Once across the river, we heard the others crashing through the bush toward the river. We called out to them, but it didn’t help. At this point, the two of us pushed through the bush toward the trail. I don’t love bushwhacking at the best of times, but I don’t hate it; however, I hated this. At least in the light, you can see three feet, and choose a path of least resistance. This was a shitstorm of branches. I can’t even really call it navigation, as there was no possibility of forming a reference point. We pushed directly through, often breaking branches that clawed at our backpacks. We kept the river at our backs, and eventually bisected the Elk River Trail.

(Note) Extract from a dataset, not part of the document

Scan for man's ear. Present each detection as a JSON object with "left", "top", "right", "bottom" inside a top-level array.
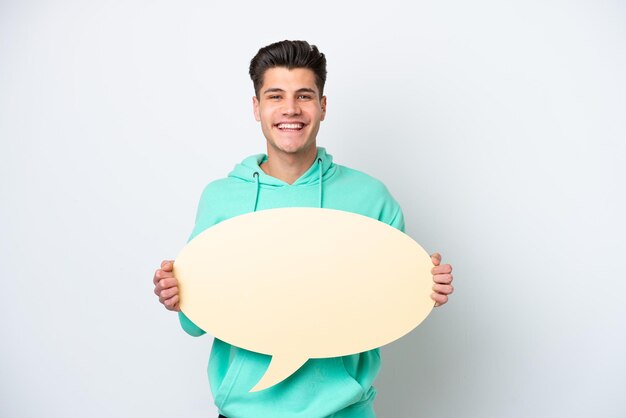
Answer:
[{"left": 252, "top": 96, "right": 261, "bottom": 122}]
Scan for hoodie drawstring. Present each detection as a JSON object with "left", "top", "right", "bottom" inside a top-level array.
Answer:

When the others arrived, 15 minutes later, I caught an earful. I could hear the distress in their voices as they shared their frustrations: they didn’t enjoy being led into the dark, and then left to travel the final kilometre on their own. They were safe, but they felt abandoned. I was disappointed in myself, and frustrated about the lack of control I had of the situation. I was further frustrated because we were still not finished hiking! We had to find the gravel flats, and I didn’t have an exact location for them. We had descended very close, but we didn’t know if we had to travel north or south on the trail.
When a ten-minute exploration in either direction didn’t yield the gravel flats, we hiked south toward main trailhead, knowing that we would eventually cross one of the campsites on the way. We were right: sometime after 11:00 pm we found the gravel flats and quickly set up tents. Some of us skipped eating before hitting the sack. We had been on the move for 16.5 hours, and the end of the day was a disappointing end to an otherwise amazing trip.
Adding insult to injury, the next morning brought beautiful weather conditions; there was no evening rain, and the sky was brilliant blue. Had we stayed in the alpine, we could have been well-rested, and spent the day leisurely descending through dry forest. It would have been my preference.
This trip was riddled with minor issues that became big problems. My decisions and actions are sure to be criticized by others. I made mistakes, the biggest being my lazy leadership: I should have demanded that the group stop and make camp, taking the risk of descending through wet forest the next day. This would have solved navigation problems, prevented issues with the missing headlamp, and kept morale higher. At no time was anyone in significant danger, however, I failed to meet the emotional needs of everyone in the group.
We were fortunate that we made it safely to the campground without injury. I learned some valuable leadership lessons: on these bigger trips, we need time to pack our bags so I can check everyone’s gear.